Oleh : Folly Akbar
A. Posisi psikologi dakwah dalam implementasi dakwah
Dakwah secara bahasa berarti menyeru atau mengajak. Sedangkan menurut istilah, dakwah berarti sebuah proses penyampaian pesan-pesan ilahi yang dilakukan da’i kepada mad’u. Dalam kajian teori komunikasi, sebuah pesan dianggap telah tersampaikan dengan baik apabila pesan tersebut sudah menghasilkan feedback dari komunikan. Feedback dalam hal ini diartikan sebagai efek dari pesan tersebut.
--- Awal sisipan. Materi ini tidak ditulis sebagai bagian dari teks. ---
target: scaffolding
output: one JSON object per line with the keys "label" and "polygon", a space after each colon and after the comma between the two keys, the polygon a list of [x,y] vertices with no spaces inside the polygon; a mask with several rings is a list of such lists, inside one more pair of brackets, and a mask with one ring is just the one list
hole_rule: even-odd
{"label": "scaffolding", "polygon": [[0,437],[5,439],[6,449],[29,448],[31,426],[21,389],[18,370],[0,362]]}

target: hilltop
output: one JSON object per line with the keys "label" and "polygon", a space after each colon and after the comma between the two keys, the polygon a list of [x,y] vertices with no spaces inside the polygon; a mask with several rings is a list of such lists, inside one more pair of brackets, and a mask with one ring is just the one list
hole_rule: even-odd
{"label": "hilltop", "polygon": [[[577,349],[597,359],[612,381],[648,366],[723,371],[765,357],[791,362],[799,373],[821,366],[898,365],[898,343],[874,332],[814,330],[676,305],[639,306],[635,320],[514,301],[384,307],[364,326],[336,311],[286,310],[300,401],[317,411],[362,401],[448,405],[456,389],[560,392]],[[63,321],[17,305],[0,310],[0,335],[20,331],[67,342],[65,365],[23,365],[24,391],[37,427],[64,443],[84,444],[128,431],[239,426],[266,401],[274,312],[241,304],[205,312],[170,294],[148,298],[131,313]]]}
Artinya jika kita korelasikan dalam aktivitas dakwah, proses dakwah dianggap berjalan dengan baik jika apa yang disampaikan da’i, telah mampu merubah kepribadian mad’u ke arah yang lebih baik.
Aktivitas dakwah yang diartikan sebagai sebuah sistem(dibaca: proses) secara material terdiri dari berbagai unsur atau komponen(utama), mulai dari da’i, isi dakwah, metode dakwah serta media dakwah. Untuk menuju proses dakwah yang efektif dan efisien, sudah menjadi hal yang wajib untuk memaksimalkan setiap komponen-komponenya. Paradigma inilah yang mengakibatkan para da’i terfokuskan untuk memaksimalkan komponen yang sifatnya material, padahal ada hal-hal yang sifatnya imaterial(diluar komponen utama), yang juga perlu di perhatikan seperti psikologi mad’u, kehidupan sosial mad’u dan lain sebagainya.
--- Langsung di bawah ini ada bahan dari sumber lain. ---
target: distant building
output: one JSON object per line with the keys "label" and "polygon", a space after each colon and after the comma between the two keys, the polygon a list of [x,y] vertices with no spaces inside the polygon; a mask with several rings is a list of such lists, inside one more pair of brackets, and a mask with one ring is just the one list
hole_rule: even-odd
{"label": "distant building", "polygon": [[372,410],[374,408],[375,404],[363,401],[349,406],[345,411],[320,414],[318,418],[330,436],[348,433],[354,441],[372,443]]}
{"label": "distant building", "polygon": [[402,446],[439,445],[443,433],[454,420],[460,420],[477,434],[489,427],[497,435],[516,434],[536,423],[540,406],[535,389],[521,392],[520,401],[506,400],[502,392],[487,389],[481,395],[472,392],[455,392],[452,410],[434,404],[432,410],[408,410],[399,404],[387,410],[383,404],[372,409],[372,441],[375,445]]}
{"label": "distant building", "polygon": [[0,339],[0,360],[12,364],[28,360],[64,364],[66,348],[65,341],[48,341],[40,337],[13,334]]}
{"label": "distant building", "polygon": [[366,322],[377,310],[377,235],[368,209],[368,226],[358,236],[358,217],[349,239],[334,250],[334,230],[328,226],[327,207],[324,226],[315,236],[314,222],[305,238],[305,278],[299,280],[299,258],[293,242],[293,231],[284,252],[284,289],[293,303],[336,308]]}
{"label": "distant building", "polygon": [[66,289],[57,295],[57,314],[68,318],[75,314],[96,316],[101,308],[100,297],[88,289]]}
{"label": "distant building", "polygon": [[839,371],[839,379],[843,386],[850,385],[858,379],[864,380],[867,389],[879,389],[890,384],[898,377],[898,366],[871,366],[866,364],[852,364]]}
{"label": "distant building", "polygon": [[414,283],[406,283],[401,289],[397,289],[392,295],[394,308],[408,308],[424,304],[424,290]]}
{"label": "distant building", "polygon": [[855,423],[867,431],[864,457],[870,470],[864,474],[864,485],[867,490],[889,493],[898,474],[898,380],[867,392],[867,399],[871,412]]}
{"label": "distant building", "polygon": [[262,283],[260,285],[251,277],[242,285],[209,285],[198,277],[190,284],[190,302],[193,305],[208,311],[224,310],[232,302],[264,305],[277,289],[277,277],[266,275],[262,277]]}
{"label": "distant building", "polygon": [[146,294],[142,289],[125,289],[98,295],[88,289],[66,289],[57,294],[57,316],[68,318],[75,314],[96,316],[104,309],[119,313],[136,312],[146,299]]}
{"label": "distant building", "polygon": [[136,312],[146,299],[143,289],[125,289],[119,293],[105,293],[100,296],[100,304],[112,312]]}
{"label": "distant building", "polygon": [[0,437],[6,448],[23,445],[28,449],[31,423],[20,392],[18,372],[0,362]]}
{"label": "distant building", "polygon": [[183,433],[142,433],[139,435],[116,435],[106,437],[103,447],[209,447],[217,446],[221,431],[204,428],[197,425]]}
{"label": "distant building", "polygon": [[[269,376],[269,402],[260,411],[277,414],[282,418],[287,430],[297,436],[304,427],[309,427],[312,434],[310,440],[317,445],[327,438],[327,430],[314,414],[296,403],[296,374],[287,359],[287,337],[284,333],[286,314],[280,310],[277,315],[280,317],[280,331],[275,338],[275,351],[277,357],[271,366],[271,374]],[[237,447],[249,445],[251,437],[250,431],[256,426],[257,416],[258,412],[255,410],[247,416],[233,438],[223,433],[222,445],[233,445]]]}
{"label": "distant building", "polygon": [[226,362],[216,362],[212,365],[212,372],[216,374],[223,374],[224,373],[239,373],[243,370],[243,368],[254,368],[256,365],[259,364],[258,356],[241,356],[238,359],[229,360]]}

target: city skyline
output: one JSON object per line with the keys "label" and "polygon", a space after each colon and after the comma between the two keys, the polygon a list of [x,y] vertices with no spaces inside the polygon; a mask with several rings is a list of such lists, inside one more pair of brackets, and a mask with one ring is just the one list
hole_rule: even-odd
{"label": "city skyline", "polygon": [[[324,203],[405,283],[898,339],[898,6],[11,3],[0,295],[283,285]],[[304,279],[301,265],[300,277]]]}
Seiring berkembangnya keilmuan jiwa atau biasa disebut ilmu psikologi, aktivitas dakwah tidak lagi mengadalkan unsur material semata. Kajian psikologi bisa dimanfaatkan sebagai solusi untuk mengefektifkan proses dakwah. Dalam kaitanya dengan dakwah, ilmu psikologi dirasa penting guna mengetahui kejiwaan mad’u. Dengan mengetahui kondisinya, tentu da’i akan bisa memilih metode yang sesuai dengan mad’u sehingga dakwah berjalan efektif. Karena kita sadari, setiap manusia memiliki watak dan kepribadian yang berbeda. Dan akan menjadi aneh ketika kita menyamaratakan metode dakwah kepada macam-macam orang. Secara lebih detailnya, kajian ini lebih dikenal dengan sebutan Psikologi Dakwah.
B. Karakteristik yang harus di pahami dalam dakwah
Secara garis besar, karakteristik bisa ditinjau dari beberapa sudut pandang, dan yang paling sentral bisa dipandag dari segi usia.
a) Usia Anak-Anak.
Dari segi aktivitas, keberagamaan anak-anak masih berada dalam taraf meniru, yakni meniru apa saja yang dilakukan orang tua dan orang-orang disekitarnya. Mereka belum mau mencari tahu apa landasan dilakukanya sebuah aktivitas ibadah. Cara pandang merekapun sangat positivistik da sangat kongkrit, kalaupun ada yang abstrak maka mereka akan mengkongkritkannya dengan caranya. Fantasi menjadi menonjol dalam cara berpikir mereka.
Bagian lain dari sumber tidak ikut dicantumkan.